Nesta segunda-feira (9), o Conselho Nacional de Justiça (CNJ) recebeu uma nova denúncia contra Buzzi. A mulher prestou depoimento à Corregedoria do órgão, mas os detalhes sobre sua identidade e sobre as circunstâncias do suposto episódio estão sob sigilo.
Na última semana, o ministro passou a ser alvo de três frentes de investigação após o relato de uma jovem de 18 anos que afirmou ter sido vítima de importunação sexual em janeiro deste ano. O caso teria ocorrido durante um período em que a família da jovem estava hospedada na casa de praia do ministro, em Balneário Camboriú, em Santa Catarina.

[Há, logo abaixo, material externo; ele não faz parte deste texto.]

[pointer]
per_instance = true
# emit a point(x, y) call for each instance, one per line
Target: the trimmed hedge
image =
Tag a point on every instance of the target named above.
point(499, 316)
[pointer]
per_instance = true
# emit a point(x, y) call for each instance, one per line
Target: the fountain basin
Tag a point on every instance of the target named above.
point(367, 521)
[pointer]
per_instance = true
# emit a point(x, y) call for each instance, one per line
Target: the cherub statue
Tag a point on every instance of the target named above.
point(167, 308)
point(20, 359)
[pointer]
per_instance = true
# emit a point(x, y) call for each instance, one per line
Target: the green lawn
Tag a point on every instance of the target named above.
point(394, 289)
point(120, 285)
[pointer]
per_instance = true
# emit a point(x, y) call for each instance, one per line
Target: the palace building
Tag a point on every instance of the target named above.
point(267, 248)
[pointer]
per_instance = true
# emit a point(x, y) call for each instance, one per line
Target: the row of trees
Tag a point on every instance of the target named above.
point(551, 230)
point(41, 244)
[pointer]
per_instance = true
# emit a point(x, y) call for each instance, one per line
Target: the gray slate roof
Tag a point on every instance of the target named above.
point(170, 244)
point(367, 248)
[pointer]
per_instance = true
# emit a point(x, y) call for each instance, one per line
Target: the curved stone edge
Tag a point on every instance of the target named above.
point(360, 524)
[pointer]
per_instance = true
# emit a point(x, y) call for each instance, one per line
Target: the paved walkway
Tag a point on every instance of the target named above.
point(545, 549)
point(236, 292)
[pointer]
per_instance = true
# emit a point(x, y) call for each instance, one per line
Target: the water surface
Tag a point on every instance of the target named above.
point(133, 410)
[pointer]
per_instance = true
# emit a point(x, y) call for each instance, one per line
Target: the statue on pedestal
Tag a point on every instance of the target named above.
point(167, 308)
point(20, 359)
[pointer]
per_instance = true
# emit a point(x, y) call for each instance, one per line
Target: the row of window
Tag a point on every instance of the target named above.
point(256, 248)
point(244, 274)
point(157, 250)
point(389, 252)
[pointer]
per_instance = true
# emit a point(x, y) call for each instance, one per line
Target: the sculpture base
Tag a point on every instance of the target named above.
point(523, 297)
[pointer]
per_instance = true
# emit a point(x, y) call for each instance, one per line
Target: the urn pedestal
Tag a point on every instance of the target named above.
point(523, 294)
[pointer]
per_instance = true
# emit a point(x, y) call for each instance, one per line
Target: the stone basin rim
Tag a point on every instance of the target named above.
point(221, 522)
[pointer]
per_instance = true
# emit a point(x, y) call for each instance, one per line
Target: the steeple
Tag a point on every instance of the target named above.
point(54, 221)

Segundo o relato, a jovem teria sido abordada por Buzzi na praia. Um boletim de ocorrência foi registrado na Polícia Civil de São Paulo, que conduz a apuração. O inquérito foi comunicado ao CNJ e encaminhado ao Supremo Tribunal Federal (STF), uma vez que o ministro possui foro por prerrogativa de função.
O presidente do STJ, ministro Herman Benjamin, convocou sessão extraordinária da Corte para tratar do caso, marcada para a manhã desta terça-feira.
Em nota, Marco Buzzi afirmou que foi “surpreendido com o teor das insinuações divulgadas” e declarou repudiar “toda e qualquer ilação de que tenha cometido ato impróprio”. O ministro encontra-se atualmente em licença médica.
A defesa da jovem informou que aguarda rigor na apuração dos fatos e o desfecho do caso perante os órgãos competentes.